A total of 19 payments made to him were scrutinised, one of which was for £230,000 spent on a conservation survey.
Mr Collyer claimed he had paid for the survey out of his pension when he retired as an Anglican vicar.
Under cross-examination he said: “All of it came from my pension payout from the diocese.”
Richard Jones QC for Midlands Regen said: “You are not serious, are you? You are saying you dipped into your own pension payment to fund a £200,000 survey?”, to which Mr Collyer replied: “I am absolutely serious. I do know the survey took place and I do know it facilitated an early start by the builders. It was a requirement of the Heritage Lottery Fund and similar to other projects I had done on churches. It was essential.”
Asked why there was no reference to it in documents before the court, or no invoice Mr Collyer said his former company Linton Marketing had gone into liquidation and relevant paperwork could not be found.
After being cross-examined for eight days, Mr Collyer’s counsel Mohammed Zaman QC requested he be given a period of time to take instructions before calling the next witness, after which an offer was made.
It followed further evidence regarding the disputed survey which Mr Collyer said had been carried out by specialist firm Currie & Brown.
As the case continued, Mr Bucknall had obtained a formal statement from Currie & Brown’s Birmingham office which said the company had not been instructed to provide any survey and was not qualified to.

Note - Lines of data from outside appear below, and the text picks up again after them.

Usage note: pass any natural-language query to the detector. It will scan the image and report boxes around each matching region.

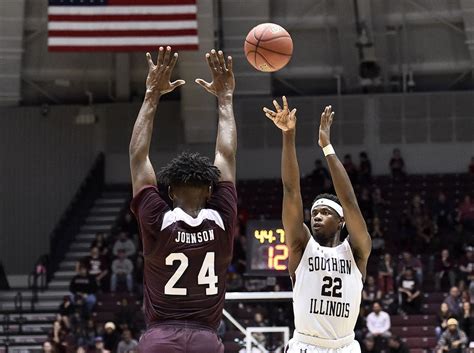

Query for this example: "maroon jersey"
[131,182,237,329]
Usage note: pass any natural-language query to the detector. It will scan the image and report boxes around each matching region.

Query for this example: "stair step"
[0,322,52,334]
[0,334,48,343]
[94,198,126,206]
[69,241,92,251]
[76,233,95,242]
[64,251,89,260]
[81,224,112,233]
[59,261,77,271]
[54,271,76,281]
[86,216,117,223]
[0,314,55,323]
[0,300,59,311]
[0,343,43,353]
[49,279,71,289]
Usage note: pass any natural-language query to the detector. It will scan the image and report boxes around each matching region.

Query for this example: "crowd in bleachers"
[44,150,474,353]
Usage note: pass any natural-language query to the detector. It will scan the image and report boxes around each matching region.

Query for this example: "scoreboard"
[247,220,288,276]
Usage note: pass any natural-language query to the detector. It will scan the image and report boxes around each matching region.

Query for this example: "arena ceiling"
[0,0,474,105]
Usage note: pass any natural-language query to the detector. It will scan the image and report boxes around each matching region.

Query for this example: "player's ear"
[337,217,346,230]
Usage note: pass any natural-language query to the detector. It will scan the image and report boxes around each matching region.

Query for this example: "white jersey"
[293,237,363,349]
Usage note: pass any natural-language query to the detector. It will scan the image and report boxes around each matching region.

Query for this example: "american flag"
[48,0,198,51]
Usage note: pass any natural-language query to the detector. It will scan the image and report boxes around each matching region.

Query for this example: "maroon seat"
[391,315,436,327]
[390,326,435,338]
[402,337,437,349]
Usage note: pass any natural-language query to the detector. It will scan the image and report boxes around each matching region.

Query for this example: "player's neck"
[174,200,206,218]
[316,234,341,248]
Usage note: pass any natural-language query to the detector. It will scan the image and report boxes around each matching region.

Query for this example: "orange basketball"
[244,23,293,72]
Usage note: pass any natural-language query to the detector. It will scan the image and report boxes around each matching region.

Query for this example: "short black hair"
[311,193,342,206]
[157,152,221,186]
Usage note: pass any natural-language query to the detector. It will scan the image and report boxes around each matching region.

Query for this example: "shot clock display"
[247,220,288,276]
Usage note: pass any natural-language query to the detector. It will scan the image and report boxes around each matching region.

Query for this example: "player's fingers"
[273,100,281,113]
[170,80,186,89]
[263,107,276,115]
[194,78,211,91]
[163,46,171,66]
[156,47,165,67]
[168,53,178,71]
[211,49,222,71]
[290,108,296,119]
[206,53,216,71]
[146,53,155,69]
[265,113,275,122]
[217,50,227,71]
[282,96,288,110]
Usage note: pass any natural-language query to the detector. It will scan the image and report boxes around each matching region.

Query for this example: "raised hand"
[318,105,334,148]
[146,47,185,96]
[263,96,296,131]
[195,49,235,98]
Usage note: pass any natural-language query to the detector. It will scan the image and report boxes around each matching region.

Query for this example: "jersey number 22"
[165,252,218,295]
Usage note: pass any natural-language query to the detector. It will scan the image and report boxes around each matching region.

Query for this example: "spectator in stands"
[94,336,110,353]
[389,148,405,179]
[378,253,395,294]
[398,267,421,314]
[435,303,453,340]
[342,153,358,184]
[354,305,367,342]
[367,302,392,338]
[444,287,462,318]
[102,321,120,352]
[43,341,57,353]
[361,337,377,353]
[110,248,133,293]
[91,232,109,256]
[372,187,387,217]
[435,249,457,291]
[114,297,137,331]
[437,318,468,353]
[357,187,374,220]
[397,251,423,285]
[58,295,75,328]
[81,246,109,289]
[370,217,385,256]
[459,302,474,341]
[458,195,474,231]
[309,159,332,191]
[388,336,410,353]
[433,191,453,227]
[69,265,97,314]
[359,152,372,185]
[112,232,137,257]
[362,276,382,310]
[117,330,138,353]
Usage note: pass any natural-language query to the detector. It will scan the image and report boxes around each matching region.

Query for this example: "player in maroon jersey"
[130,47,237,353]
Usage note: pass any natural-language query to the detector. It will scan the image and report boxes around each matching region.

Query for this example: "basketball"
[244,23,293,72]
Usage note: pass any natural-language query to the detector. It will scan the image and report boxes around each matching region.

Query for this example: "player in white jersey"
[263,97,371,353]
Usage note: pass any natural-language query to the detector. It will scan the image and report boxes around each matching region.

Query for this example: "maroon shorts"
[138,320,224,353]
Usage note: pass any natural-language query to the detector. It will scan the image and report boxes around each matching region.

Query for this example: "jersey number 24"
[165,252,218,295]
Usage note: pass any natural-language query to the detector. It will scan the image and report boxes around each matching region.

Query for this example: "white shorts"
[285,338,361,353]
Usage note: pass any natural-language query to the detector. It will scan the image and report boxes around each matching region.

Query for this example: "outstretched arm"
[318,106,372,278]
[129,47,184,196]
[263,97,311,275]
[196,49,237,183]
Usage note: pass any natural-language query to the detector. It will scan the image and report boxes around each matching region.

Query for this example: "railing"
[46,153,105,281]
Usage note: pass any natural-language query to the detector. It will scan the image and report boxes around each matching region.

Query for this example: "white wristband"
[323,144,336,157]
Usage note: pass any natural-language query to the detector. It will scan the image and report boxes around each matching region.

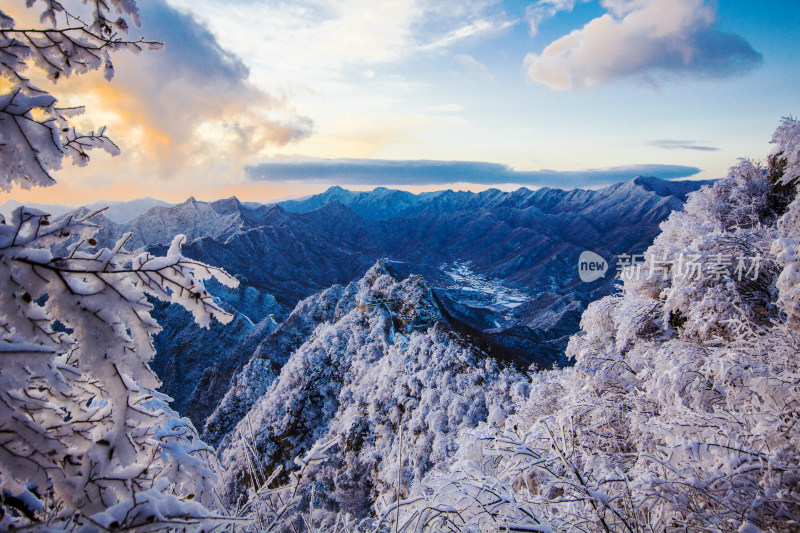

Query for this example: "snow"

After initially saying he was sure it was Currie & Brown as the Heritage Lottery Fund had insisted they be used, Mr Collyer said the survey must have been provided by someone else.
The project, which was completed in 2007, involved the restoration of the baths, which saw the dilapidated Edwardian structure transformed into a 21st century community facility providing training, crèche and offices for social enterprises. It was initially expected to cost £4.135 million but ended up costing around £5 million.
Funding included substantial grants from the European Regional Development Fund, the Heritage Lottery Fund and Advantage West Midlands.
Speaking after the case, Mr Bucknall said: “The whole purpose of this was nothing to do with vengeance but was to get justice and money back to the foundation, to enable it to carry on with the regeneration of disadvantaged communities it has worked with for 15 years.
“This has been a diversion away from the focus of making it relevant and vibrant.”
Pointing to some of the work the foundation had been responsible for in Nechells, Mr Bucknall said initiatives in the area had resulted in more than 1,200 long term unemployed being found work, 700 parents benefiting from nursery facilities and employment training and street crime being lower than it had been since World War Two.
He added: “These are the kind of things that build up the story of what we have achieved, how many people we have got back into work. What the foundation is about is putting seedcore money into all these initiatives.
“I feel disappointment and sorrow that such a brilliant project was blighted by what happened and feel let down. It has been a few tough years for the foundation but the commitment from the management and trustees has been strong.”
He said the settlement would go some way towards reducing the debt the charity had been forced to take on to plug the funding black hole.
“We took a loan out and servicing that loan has been killing us,” he added. “That has debilitated its ability to do what it should be doing. We have to thank the generosity of Tim Watts, Pertemps and others. We had to generate nearly £1 million to keep it going.”
Mr Watts said: “This was money which disappeared when it should have gone to the poor and needy of Nechells, an inner city ward which is desperate for all the help it can get. I wasn’t having that. I was determined to bring this matter into the open and get redress. That has been achieved.”
Derek Inman, chief executive of Nechells Regeneration Project, said: “We move on now. This money will release resources that have been paying off the debt for positive things. It won’t clear the debt completely but anything we get to reduce the debt will be channelled into positive regeneration.”